Sigo-a em direção a casa, e juntas subimos os degraus de mármore que nos levam a uma porta de quase dois metros.

-Vieste meter juízo na cabeça do pai? Dizer-lhe que é um filho da mãe sem escrúpulos?

Rose abre a porta e sou imediatamente atingida pelos dezasseis graus que o ar condicionado mantém, independentemente da altura do ano.

-Não. Ele contratou um advogado especialmente machista para tratar do assunto e a mãe recusa-se a pedir-me ajuda.

-Porque é que ela ainda não se foi embora? - Pergunto enquanto caminhamos pelo corredor e as luzes se vão acendendo à medida que passamos.

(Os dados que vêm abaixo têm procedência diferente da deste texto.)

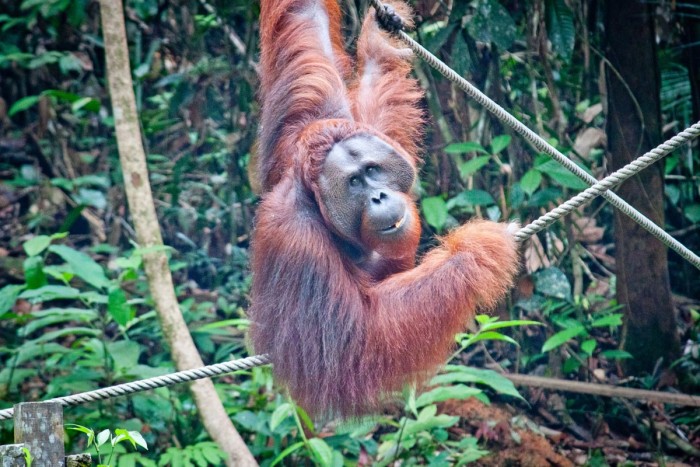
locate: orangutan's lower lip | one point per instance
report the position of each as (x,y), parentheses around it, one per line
(395,226)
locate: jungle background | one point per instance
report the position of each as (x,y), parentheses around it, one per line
(603,82)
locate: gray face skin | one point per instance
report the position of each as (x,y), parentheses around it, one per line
(363,188)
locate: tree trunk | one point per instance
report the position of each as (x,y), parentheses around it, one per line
(634,127)
(143,213)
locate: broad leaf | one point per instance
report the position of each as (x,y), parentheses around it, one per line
(563,337)
(83,266)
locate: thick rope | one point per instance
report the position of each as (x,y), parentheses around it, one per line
(608,182)
(258,360)
(539,143)
(597,188)
(156,382)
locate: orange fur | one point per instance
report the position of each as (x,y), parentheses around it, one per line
(343,339)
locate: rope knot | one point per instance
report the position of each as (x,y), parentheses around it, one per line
(387,17)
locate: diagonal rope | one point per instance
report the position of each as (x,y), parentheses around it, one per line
(535,140)
(597,188)
(259,360)
(608,182)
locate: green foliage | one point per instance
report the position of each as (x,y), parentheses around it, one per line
(73,317)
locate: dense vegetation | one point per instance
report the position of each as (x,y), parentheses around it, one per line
(76,312)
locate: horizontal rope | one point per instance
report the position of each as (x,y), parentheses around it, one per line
(540,144)
(598,188)
(259,360)
(156,382)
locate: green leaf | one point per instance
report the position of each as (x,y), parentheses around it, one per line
(8,297)
(488,336)
(531,181)
(50,292)
(132,436)
(552,282)
(322,452)
(492,23)
(125,354)
(23,104)
(462,148)
(427,420)
(563,337)
(467,374)
(118,307)
(589,346)
(287,452)
(616,354)
(83,266)
(499,143)
(471,198)
(610,320)
(435,211)
(560,28)
(90,433)
(443,393)
(692,212)
(490,326)
(34,272)
(36,245)
(281,413)
(102,437)
(473,165)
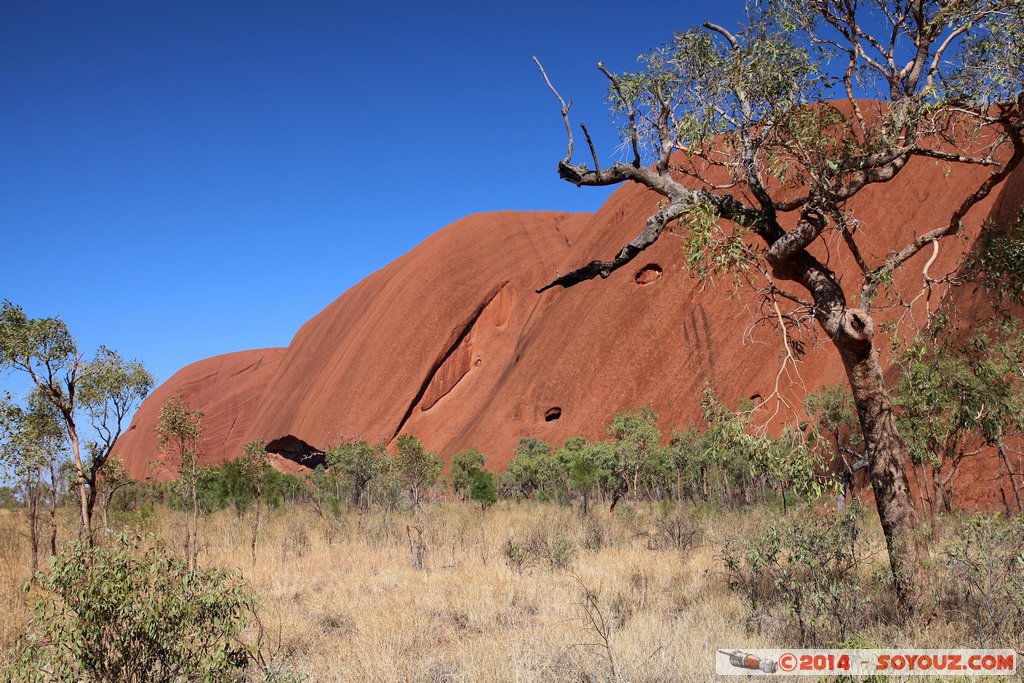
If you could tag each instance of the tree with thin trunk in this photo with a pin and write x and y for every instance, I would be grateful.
(418, 469)
(465, 465)
(112, 389)
(32, 438)
(115, 477)
(255, 465)
(755, 161)
(636, 435)
(107, 388)
(178, 429)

-Ela acha que se for, ele vai achar que ela desistiu. Neste momento esta casa é Berlim, e o muro nunca foi tão alto.

Noodles é posto no chão e quase imediatamente o poodle branco corre de volta para a rua.

-Não!- Rose corre atrás dele e sou deixada sozinha.

Fico a olhar para o cão e para o seu apetite por liberdade e de alguma forma, quase que o compreendo. Ando há quatro anos a tentar escapar a esta casa e mesmo assim, mesmo tendo metido o pé fora dos portões, ainda me sinto presa. Ainda sinto que estou a fugir, ainda sinto que por muito que corra, estou sempre no mesmo lugar e tudo porque fui incapaz de ser o que devia ter sido.

-Ora, ora, se não é a minha doutora preferida.

A voz do meu pai viaja do piso de cima e levanto a cabeça para lhe encontrar os olhos brilhantes, vivazes e cheios de reprovação.

-Pelo menos desta vez só partiste um coração, não mataste ninguém. - Diz-me, como um verdadeiro soco no estômago.